Happy Birthday Jane!

Watercolor of Austen by her sister CassandraToday is the 236th birthday of Jane Austen and next month on Jan. 6 I’ll be celebrating the 157th birthday of Sherlock Holmes and my own birthday, my husband’s and my sister’s birthday are also in December, so it makes for a good two months.

As I came to Jane Austen late, I didn’t have the experience of living past her age of 41 and reflecting on mortality and legacies and Holmes of course never dies, he just putters away with his bees on the Sussex Downs taking on those occasional cases of national import. Both Austen and Holmes, of course, have never been more alive than at present, with perhaps Holmes having the slight edge with the new Holmes movie and the second season of Sherlock on the BBC.

Although I don’t know of a Jane Austen movie or series in the works — even Pride and Prejudice and Zombies seems to be stalled — the 200th anniversary of Sense and Sensibility brought that novel to the fore and I’m sure 2013 and the similar anniversary of Pride and Prejudice will see something new on the small or large screen. (Of course I stupidly forgot that Austen adaptations are being filmed constantly by relatively low budget production companies, witness Scents and Sensibility, which I saw at the AGM.)

But in the case of both Jane Austen and Arthur Conan Doyle (who some scurrilously suggest is the author of the Holmes stories), the most enjoyable pastime is still reading the original works, sometimes forgotten in the adaptations, pastiches, continuations and sometimes outright fantasy.
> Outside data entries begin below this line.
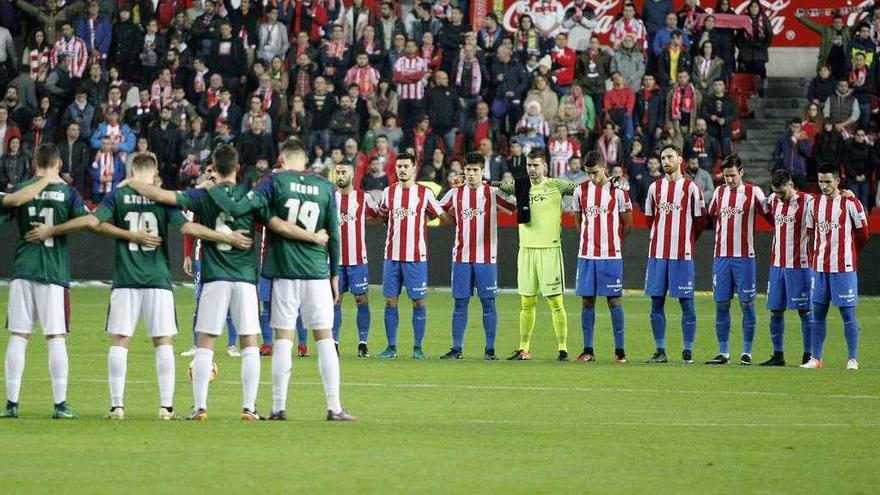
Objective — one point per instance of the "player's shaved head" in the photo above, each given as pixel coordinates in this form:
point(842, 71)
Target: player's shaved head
point(47, 156)
point(474, 158)
point(344, 171)
point(594, 159)
point(293, 154)
point(225, 160)
point(144, 162)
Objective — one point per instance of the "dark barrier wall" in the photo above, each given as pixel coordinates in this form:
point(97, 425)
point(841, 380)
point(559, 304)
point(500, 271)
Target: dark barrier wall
point(92, 257)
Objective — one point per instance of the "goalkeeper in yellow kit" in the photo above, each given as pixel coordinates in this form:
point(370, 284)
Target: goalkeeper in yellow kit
point(539, 262)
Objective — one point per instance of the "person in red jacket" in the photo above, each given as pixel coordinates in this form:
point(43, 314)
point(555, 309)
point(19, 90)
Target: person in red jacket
point(309, 17)
point(564, 61)
point(619, 104)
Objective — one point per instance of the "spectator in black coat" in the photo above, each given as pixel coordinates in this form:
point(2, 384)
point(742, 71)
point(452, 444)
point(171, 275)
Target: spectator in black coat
point(859, 162)
point(165, 141)
point(443, 109)
point(649, 111)
point(228, 58)
point(254, 144)
point(227, 110)
point(719, 111)
point(126, 43)
point(821, 87)
point(76, 156)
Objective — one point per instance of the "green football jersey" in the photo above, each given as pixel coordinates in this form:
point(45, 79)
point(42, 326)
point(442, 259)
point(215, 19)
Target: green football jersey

At the recent Austen birthday tea in Denver, I was babbling, as I am wont to do, of the various adaptations, pastiches, etc., and so many of my companions had no idea what I was talking about. No, they were not being as hard to believe as P.D. James who said she had no idea of the cottage industry surrounding Jane. My companions had simply never read Pride and Prejudice and Zombies or Jane and the Damned or Death Comes to Pemberley.

Instead my companions are content, probably every five to 10 years I would guess, to re-read the six novels and maybe Lady Susan and other Austen Juvenilia. And that is it, with exceptions made for an Andrew Davies series or movie. It’s akin to my rereading every five to 10 years The Lord of the Rings and The Hobbit, long before Peter Jackson’s magnificent films. I was content with that and did not need to visit theonering.net (OK, it didn’t exist until long past my first blush of youth) or watch the movies or the deleted scenes or the making of documentaries (again, they didn’t exist).

Of course this is all rather disingenuous as I write two, three or is it four? Austen-related or inspired stories and write a blog about Holmes and Austen. But it is a reminder to crack into the Baring-Gould or start that annotated Persuasion and read the sources of the world that has grown up around them.